Tuesday, September 28, 2010

Machine learning challenges with Imbalanced Data

For many real world machine learning problem we see an imbalance in the data where one class under represented in relative to others. This leads to mis-classification of elements between classes. The cost of mis-classification is often unknown at learning time and can be far too high.

We often see this type of imbalanced classification scenarios in fraud/intrusion detection, medical diagnosis/monitoring, bio-informatics, text categorization and et al.
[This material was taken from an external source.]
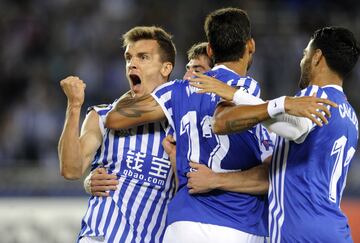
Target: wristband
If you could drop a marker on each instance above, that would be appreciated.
(276, 106)
(238, 98)
(87, 184)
To better understand the problem, consider the “Mammography Data Set,” a collection of images acquired from a series of mammography examinations performed on a set of distinct patients. For such a data set, the natural classes that arise are “Positive” or “Negative” for an image representative of a “cancerous” or “healthy” patient, respectively. From experience, one would expect the number of noncancerous patients to exceed greatly the number of cancerous patients; indeed, this data set contains 10,923 “Negative” (majority class) and 260 “Positive” (minority class) samples. Preferably, we require a classifier that provides a balanced degree of predictive accuracy for both the minority and majority classes on the dataset. However, in many standard learning algorithms, we find that classifiers tend to provide a severely imbalanced degree of accuracy, with the majority class having close to 100% accuracy and the minority class having accuracies of 0 ~ 10%. Suppose a classifier achieves 5% accuracy on the minority class of the mammography dataset. Analytically, this would suggest that 247 minority samples are misclassified as majority samples (i.e., 247 cancerous patients are diagnosed as noncancerous). In the medical industry, the ramifications of such a consequence can be overwhelmingly costly, more so than classifying a noncancerous patient as cancerous. Furthermore, this also suggests that the conventional evaluation practice of using singular assessment criteria, such as the overall accuracy or error rate, does not provide adequate information in the case of imbalanced learning. In an extreme case, if a given dataset includes 1% of minority class examples and 99% of majority class examples, a naive approach of classifying every example to be a majority class example would provide an accuracy of 99%. Taken at face value, 99% accuracy across the entire dataset appears superb; however, by the same token, this description fails to reflect the fact that none of the minority examples are identified, when in many situations, those minority examples are of much more interest.

A data set is considered imbalanced if the class of interest (positive or minority class) is relatively rare as compared to the other classes (negative or majority classes). As a result, the classifier can be heavily biased toward the majority class. These type of sets suppose a new challenging problem for Data Mining, since standard classification algorithms usually consider a balanced training set and this supposes a bias towards the majority class.

A number of approaches, ranging from re-sampling the data set to directly dealing with skewness of the data have been developed to solve the problem of class imbalance. But much of this research has focused on methods for dealing with imbalanced data, without discussing exactly how or why such methods work or what underlying issues they address.